Exploratory Data Analysis

Let’s check the class proportion of the target variable

table(df$went_on_backorder) %>% 
  prop.table()

## 
##         Yes          No 
## 0.007244285 0.992755715

A backorder is actually rarely happened. This pose a challenge since the classes are highly imbalanced. Let’s explore further by applying PCA to see if the backordered observation belongs to an outlier.

df_num <- df %>% 
  select_if(is.numeric) %>% 
  mutate(went_on_backorder = df$went_on_backorder)

pca_backorder <- PCA(df_num, 
                     scale.unit = T, 
                     ncp = (ncol(df_num)-1),
                     quali.sup =  16,
                     graph = F)

fviz_screeplot(pca_backorder) +
  labs(title = "Variance Explained by Each Dimensions")

Dimension 1 and 2 can explain more than 60% of the total variances from the data. Now we will visualize the individual observations to see if the parts that went backorder is outliers.

fviz_pca_ind(pca_backorder, geom = "point", habillage = 16, addEllipses = T) +
  scale_color_manual(values = c("skyblue", "firebrick"))

Let’s also check the variable plot

fviz_pca_var(pca_backorder, col.var = "contrib")

Based on the result, most of the positive class (backordered items) is positioned on the axis of the first dimensions, indicating that they are most likely have low values on almost everything since most of variables are only contributing toward the first dimension (PC1). The individual plot also suggests that the positive class is not outliers because they are located closely to the negative class. Therefore, anomaly detection may not the best choice for this problem. We will go with generic classification problem and try to use Random Forest.

Cross-Validation

We will split the data into data training and data testing, with 80% of the data will belong to the data training.

set.seed(123)
index <- initial_split(df, prop = 0.8, strata = "went_on_backorder")
index

## <1543949/385986/1929935>

Since the data is highly imbalance, with the positive class only consists of less than 1% of the total data, doing upsampling may be an unwise decision.
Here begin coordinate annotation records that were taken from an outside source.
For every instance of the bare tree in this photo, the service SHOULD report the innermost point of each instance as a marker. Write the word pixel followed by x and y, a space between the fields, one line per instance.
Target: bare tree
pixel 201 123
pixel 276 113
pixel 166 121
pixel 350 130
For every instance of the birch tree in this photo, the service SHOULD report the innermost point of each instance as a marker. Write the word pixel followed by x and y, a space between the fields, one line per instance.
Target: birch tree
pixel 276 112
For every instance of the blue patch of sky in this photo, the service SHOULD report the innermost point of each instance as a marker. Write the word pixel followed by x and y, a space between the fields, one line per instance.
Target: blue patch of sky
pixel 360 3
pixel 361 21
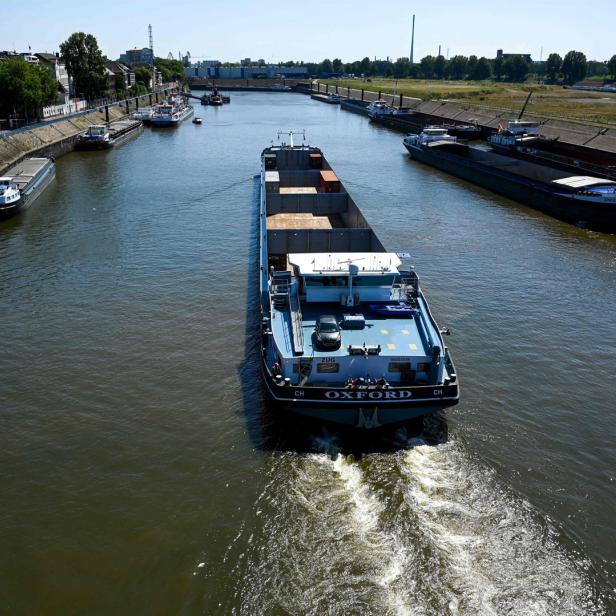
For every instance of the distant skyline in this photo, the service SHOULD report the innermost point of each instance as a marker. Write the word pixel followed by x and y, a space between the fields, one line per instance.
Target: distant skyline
pixel 346 29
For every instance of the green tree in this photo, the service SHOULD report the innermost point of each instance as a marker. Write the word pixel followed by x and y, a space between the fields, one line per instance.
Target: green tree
pixel 326 66
pixel 427 67
pixel 574 66
pixel 457 67
pixel 611 65
pixel 553 65
pixel 482 69
pixel 120 83
pixel 401 67
pixel 171 70
pixel 439 67
pixel 85 64
pixel 25 88
pixel 143 75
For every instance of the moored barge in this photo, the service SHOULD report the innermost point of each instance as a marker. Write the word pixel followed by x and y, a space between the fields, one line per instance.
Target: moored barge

We must also consider the computation burden. With more than 1 million of observations, cutting down the number of sample with downsampling is more approriate. Another approach to class imbalance is by creating a synthetic data via SMOTE. However, SMOTE only works for data that consists purely of numerical features and cannot handle categorical features.

We will downsample the data train to get a balanced class.

rec <- recipe(training(index)) %>% 
  step_downsample(went_on_backorder, seed = 123) %>% 
  step_scale(all_numeric()) %>% 
  prep()

data_train <- juice(rec)
data_test <- bake(rec, testing(index))

table(data_train$went_on_backorder) %>% prop.table()

## 
## Yes  No 
## 0.5 0.5

Model Fitting

We will create a Random Forest model to predict the probability of an item to be went on backorder.

set.seed(123)
ctrl <- trainControl(method = "repeatedcv", 
                     number = 10, repeats = 3, allowParallel = T)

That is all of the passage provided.